First let us solve equation $$ xy-zt=0. $$ Let $(x,y,z,t)$ be any solution with $x\neq 0$, and let $u=\text{gcd}(x,z)>0$. Then $x=uv$ and $z=uw$ with $v,w$ coprime and $v\neq 0$. Then $xy-zt=0$ implies that $uvy=uwt$, or $vy=wt$. Because $v$ and $w$ are coprime, this implies that $t$ is divisible by $v$, so we can write $t=vr$ for some integer $r$. Then $vy=w(vr)$, hence $y=wr$. In conclusion, any solution $(x,y,z,t)$ with $x\neq 0$ is representable in the form $$ (x,y,z,t)=(uv,wr,uw,vr) \quad \text{for some integers} \,\, u,v,w,r. $$ If $x=0$, then either (a) $z=0$ and $y,t$ are arbitrary, or (b) $t=0$ and $y,z$ are arbitrary. However, these cases are also covered by the above family: take $u=0$, $r=1$ and $v,w$ arbitrary in case (a) and $v=0$, $w=1$, and $u,r$ arbitrary in case (b).

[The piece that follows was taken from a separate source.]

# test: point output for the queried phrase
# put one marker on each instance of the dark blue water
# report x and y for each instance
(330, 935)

Now we are ready to solve the equation $$ x^2+y^2=z^2+t^2. $$ If $x$ and $y$ are both even, then $x^2+y^2$ is divisible by $4$, hence so is $z^2+t^2$, which is possible only if $z$ and $t$ are both even. Similarly, if $x$ and $y$ are both odd, then so are $z$ and $t$, and if $x$ and $y$ are of opposite parities, then so are $z$ and $t$. Hence, by permuting $z$ and $t$ if necessary, we may assume that $x$ and $z$ are of the same parity, and so are $y$ and $t$. Then rewrite the equation as $$ \frac{x-z}{2}\cdot \frac{x+z}{2} = \frac{t-y}{2}\cdot \frac{t+y}{2}. $$ Hence $$ \left(\frac{x-z}{2},\frac{x+z}{2},\frac{t-y}{2},\frac{t+y}{2}\right)=(uv,wr,uw,vr) \quad \text{for some integers} \,\, u,v,w,r. $$ Thus, integer solutions to $x^2+y^2=z^2+t^2$ are $$ (x,y,z,t)=\left(wr+uv,vr-uw,wr-uv,vr+uw\right), \quad u,v,w,r \in {\mathbb Z}, $$ as well as the solutions obtained from the above by swapping $z$ and $t$.